ECLI:NL:GHAMS:2008:BG3875
Gerechtshof Amsterdam
- Hoger beroep
- M. Haentjens
- A. Chorus
- J. Bronkhorst
- Rechtspraak.nl
Voorlopige hechtenis en ontvankelijkheid in hoger beroep
In deze zaak heeft het Gerechtshof Amsterdam op 13 augustus 2008 uitspraak gedaan in hoger beroep tegen de beslissing van de rechtbank te Haarlem van 10 juni 2008. De rechtbank had het verzoek van de verdachte tot opheffing of schorsing van de voorlopige hechtenis afgewezen. Het hof heeft de feiten en de rechtsgang in overweging genomen en is van oordeel dat de grond voor voorlopige hechtenis, die is gelegen in de ‘waarheidsvinding’, van toepassing blijft tot de eindbeslissing van de rechter die over de feiten oordeelt. Het hof heeft zich verenigd met de beschikking waarvan beroep, voor zover deze nog aan het oordeel van het hof onderworpen was. De omstandigheid ex. artikel 67a, derde lid, van het Wetboek van Strafvordering doet zich in deze zaak niet voor.

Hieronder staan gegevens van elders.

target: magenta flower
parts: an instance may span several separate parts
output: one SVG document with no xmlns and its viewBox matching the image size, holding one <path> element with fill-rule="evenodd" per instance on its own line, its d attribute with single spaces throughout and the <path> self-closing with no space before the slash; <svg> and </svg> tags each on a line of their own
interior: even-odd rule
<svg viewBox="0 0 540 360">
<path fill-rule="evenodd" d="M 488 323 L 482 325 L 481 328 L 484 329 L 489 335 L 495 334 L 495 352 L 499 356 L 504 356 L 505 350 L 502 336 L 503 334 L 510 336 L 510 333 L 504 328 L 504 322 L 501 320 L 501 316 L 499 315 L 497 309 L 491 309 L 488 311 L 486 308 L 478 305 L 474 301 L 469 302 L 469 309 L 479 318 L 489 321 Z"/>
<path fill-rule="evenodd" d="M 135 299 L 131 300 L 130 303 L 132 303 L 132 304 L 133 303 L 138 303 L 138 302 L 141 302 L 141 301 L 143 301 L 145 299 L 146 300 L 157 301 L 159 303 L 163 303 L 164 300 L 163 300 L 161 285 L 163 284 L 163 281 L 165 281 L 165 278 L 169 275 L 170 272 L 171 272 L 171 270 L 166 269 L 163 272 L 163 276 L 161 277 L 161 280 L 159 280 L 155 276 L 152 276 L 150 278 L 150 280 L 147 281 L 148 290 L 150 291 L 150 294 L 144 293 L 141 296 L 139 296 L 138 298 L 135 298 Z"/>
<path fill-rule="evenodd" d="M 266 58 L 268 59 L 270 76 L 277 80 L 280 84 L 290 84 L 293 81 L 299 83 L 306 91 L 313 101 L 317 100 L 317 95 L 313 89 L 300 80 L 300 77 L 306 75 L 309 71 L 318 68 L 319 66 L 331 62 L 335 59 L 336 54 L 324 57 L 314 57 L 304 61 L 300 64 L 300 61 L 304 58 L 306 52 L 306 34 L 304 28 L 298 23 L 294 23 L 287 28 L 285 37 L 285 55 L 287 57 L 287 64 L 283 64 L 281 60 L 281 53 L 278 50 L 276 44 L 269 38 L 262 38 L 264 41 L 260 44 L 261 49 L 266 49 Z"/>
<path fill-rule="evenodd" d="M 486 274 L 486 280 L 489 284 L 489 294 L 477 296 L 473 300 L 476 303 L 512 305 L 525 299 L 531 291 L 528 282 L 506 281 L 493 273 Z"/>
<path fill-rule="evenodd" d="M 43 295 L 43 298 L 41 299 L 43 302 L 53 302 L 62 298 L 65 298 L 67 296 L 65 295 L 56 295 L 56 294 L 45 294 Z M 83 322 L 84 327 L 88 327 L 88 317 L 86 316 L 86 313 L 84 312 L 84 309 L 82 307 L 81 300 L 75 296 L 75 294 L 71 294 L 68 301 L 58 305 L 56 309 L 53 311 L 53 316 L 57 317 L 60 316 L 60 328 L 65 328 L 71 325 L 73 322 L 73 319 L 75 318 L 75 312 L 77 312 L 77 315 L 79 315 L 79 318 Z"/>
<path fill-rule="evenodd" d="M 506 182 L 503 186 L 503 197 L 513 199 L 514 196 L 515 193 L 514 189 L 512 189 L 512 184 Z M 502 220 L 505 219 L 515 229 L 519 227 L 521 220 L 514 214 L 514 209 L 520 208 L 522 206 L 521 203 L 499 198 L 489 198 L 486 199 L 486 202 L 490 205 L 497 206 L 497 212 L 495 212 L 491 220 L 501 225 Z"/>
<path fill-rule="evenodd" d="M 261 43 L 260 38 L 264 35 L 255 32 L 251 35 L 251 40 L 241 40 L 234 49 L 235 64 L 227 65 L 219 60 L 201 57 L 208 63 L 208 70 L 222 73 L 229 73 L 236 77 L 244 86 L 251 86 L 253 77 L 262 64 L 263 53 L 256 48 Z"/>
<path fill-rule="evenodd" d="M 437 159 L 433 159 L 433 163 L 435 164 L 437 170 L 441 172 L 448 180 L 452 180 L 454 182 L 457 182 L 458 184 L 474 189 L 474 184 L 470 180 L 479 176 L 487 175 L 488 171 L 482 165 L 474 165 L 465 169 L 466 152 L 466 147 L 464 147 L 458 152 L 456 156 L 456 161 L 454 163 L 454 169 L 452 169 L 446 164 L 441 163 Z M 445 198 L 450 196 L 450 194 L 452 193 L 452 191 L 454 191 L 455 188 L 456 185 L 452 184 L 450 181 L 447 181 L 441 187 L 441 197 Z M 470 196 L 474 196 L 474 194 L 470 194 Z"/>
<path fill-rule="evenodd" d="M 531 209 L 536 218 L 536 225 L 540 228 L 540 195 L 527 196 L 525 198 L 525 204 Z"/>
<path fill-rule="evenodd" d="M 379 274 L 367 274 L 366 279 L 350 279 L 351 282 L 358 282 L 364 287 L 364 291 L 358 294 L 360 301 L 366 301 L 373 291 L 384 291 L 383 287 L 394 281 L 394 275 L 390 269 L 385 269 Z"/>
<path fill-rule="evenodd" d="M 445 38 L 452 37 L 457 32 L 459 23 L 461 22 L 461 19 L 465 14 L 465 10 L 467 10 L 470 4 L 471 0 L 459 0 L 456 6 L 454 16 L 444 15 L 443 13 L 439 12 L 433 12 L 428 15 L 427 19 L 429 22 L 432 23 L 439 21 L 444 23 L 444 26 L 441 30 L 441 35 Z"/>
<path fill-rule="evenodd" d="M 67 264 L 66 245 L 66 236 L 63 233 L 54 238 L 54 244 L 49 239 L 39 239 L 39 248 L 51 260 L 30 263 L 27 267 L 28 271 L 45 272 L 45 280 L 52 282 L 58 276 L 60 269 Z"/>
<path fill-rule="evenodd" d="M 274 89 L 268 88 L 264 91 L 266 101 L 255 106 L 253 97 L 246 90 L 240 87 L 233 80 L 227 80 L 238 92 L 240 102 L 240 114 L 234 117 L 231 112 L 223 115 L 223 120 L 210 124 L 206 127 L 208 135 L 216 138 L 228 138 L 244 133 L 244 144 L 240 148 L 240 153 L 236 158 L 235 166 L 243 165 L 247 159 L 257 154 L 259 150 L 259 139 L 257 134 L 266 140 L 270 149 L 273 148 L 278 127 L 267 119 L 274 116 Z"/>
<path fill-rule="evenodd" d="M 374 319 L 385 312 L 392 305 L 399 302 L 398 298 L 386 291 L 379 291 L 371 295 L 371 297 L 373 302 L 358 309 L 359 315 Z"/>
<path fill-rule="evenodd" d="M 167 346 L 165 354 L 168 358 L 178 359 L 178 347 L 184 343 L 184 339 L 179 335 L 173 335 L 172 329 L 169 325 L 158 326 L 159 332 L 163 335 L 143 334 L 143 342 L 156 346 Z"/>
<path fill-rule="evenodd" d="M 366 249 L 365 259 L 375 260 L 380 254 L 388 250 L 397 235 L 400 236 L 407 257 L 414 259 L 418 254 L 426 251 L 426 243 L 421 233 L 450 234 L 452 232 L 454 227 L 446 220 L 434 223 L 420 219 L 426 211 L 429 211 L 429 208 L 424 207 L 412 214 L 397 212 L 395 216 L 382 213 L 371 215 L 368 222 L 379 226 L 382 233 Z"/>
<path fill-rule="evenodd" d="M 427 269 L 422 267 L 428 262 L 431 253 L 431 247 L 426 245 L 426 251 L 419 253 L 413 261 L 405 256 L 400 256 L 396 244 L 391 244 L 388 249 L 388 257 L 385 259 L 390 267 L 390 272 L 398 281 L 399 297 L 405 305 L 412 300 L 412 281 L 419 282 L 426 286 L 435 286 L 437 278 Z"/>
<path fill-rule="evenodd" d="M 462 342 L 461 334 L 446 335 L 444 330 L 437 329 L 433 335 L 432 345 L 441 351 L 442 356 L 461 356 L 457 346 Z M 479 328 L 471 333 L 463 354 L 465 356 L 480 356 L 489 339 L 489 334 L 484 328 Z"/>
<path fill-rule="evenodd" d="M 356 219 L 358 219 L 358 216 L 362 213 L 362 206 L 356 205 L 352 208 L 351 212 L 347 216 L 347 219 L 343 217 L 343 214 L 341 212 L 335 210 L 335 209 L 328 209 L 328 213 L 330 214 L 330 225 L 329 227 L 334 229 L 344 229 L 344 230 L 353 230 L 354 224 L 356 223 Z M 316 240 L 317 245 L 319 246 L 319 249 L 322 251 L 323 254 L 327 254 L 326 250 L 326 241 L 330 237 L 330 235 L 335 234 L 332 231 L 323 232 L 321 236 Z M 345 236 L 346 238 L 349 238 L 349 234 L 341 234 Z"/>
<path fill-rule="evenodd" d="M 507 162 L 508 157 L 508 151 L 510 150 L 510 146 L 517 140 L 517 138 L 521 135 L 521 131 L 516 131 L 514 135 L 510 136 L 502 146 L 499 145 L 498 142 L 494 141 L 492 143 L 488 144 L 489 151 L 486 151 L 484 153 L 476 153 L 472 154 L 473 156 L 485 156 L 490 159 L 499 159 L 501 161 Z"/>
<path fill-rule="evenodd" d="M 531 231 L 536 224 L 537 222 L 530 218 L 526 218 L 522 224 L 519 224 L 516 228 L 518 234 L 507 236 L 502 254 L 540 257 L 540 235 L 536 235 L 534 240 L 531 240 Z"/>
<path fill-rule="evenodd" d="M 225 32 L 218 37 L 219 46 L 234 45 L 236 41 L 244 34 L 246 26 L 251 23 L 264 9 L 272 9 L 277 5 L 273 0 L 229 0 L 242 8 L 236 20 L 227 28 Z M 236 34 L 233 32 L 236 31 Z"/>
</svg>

De beslissing van het hof was dat de verdachte niet ontvankelijk werd verklaard in zijn hoger beroep voor zover dit gericht was tegen de afwijzing van het verzoek tot schorsing van de voorlopige hechtenis. Het hof heeft het beroep tegen de bestreden beschikking afgewezen, voor zover dit nog aan het oordeel van het hof onderworpen was. De verdachte, geboren op 1 december 1969 in Haarlem, had hoger beroep ingesteld tegen de beslissing van de rechtbank. Het hof heeft de advocaat-generaal en de verdachte, bijgestaan door zijn raadsman mr. Van der Voet, gehoord. Het hof heeft geconcludeerd dat het hoger beroep tegen de afwijzing van het verzoek tot schorsing niet-ontvankelijk dient te worden verklaard, omdat dit, gelet op artikel 406, tweede lid van het Wetboek van Strafvordering, slechts gelijktijdig met het hoger beroep tegen de einduitspraak is toegelaten. Deze beschikking is gegeven in raadkamer door de voorzitter en de raadsheren, in aanwezigheid van de griffier.